To reward ourselves for the past months of exceptionally hard work, we decided to make the trip as comfortable as possible: A five-star hotel with great food, a pool, and a beach within walking distance turned out to be just the right compensation.
They offer an aqua-zumba class? We joined out of curiosity and because pool noodles are awesome, and left with seriously sore muscles.
Drinks at the hotel bar enhanced creativity and communication during night times. You think you know your colleagues? Not until you have fiercely argued for your life in a game of Werewolf, trying not to blow your cover.
Whoever thought team building exercises are the boring mandatory part of a company trip, where adults play games designed for children, was proven wrong. Resting a stick on everyone’s fingers, and lowering it to the ground sounds easy — but it is in trying to avoid losing contact with the stick that makes it a challenge! Have you ever tried guiding a group of people through the process of folding an intricate piece of origami, using nothing but words? Whether successfully completed or not, the challenges allowed us to interact and connect with team members across departments, and formed new friendships along the way.

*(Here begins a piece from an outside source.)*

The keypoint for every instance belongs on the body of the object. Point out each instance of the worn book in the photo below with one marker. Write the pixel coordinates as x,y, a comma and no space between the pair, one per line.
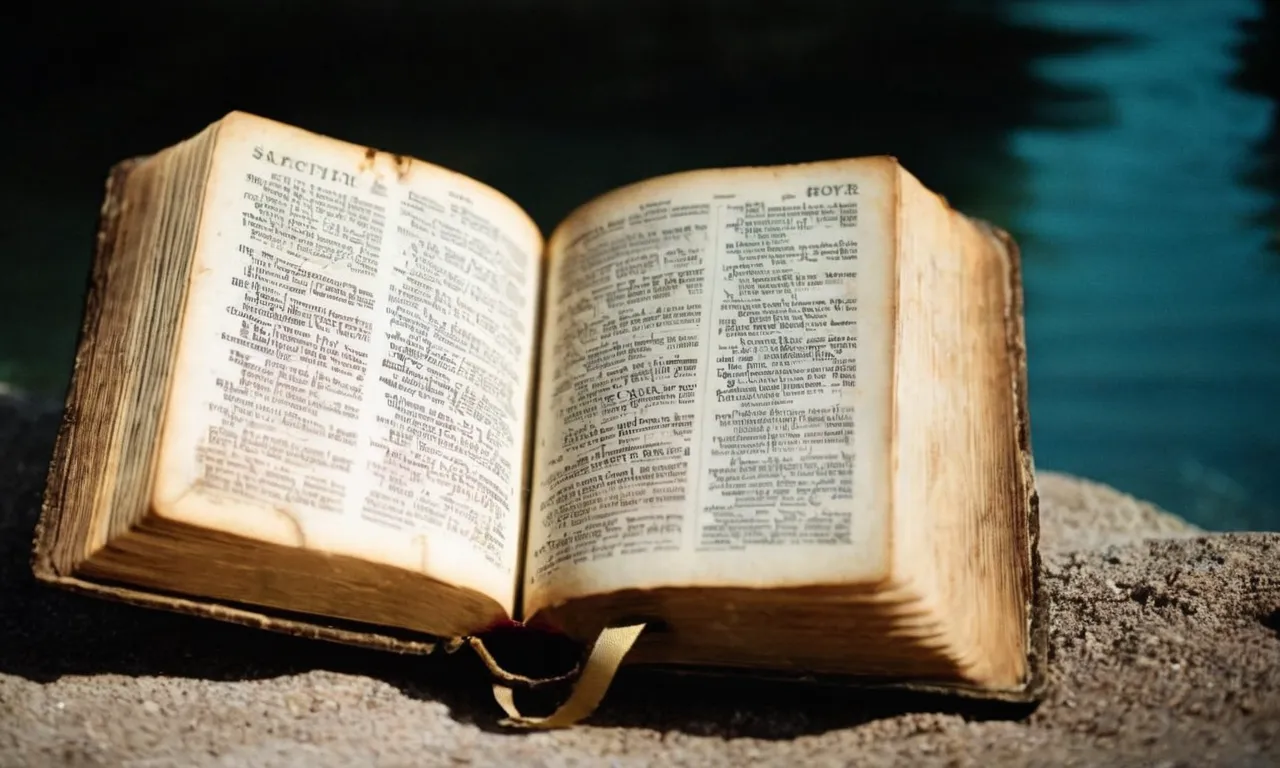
755,420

The “50 percent chance of seeing dolphins” that our catamaran ride was advertised with turned out to be more than just a marketing strategy, and we actually got to see these majestic animals from up close — a first time for most of us subterranean types!
Co-CEOs Daniel and Janosch took the chance to dig deep down to the core of Kolibri Games. Sure, we believe in people, players, results, learning, and creating value, but what do these core values really mean? Where do they come from? And how do we live by them? Their presentation sparked lively discussions — the amazing buffet was no longer the most important thing during the lunch that followed.
All of us enjoyed pausing for a little while and taking a deep breath. No matter how much we love satisfying our players, only by occasionally digging up something for ourselves, will we be able to keep delivering amazing results and pursue our goal to become the most player-centric games company in the world.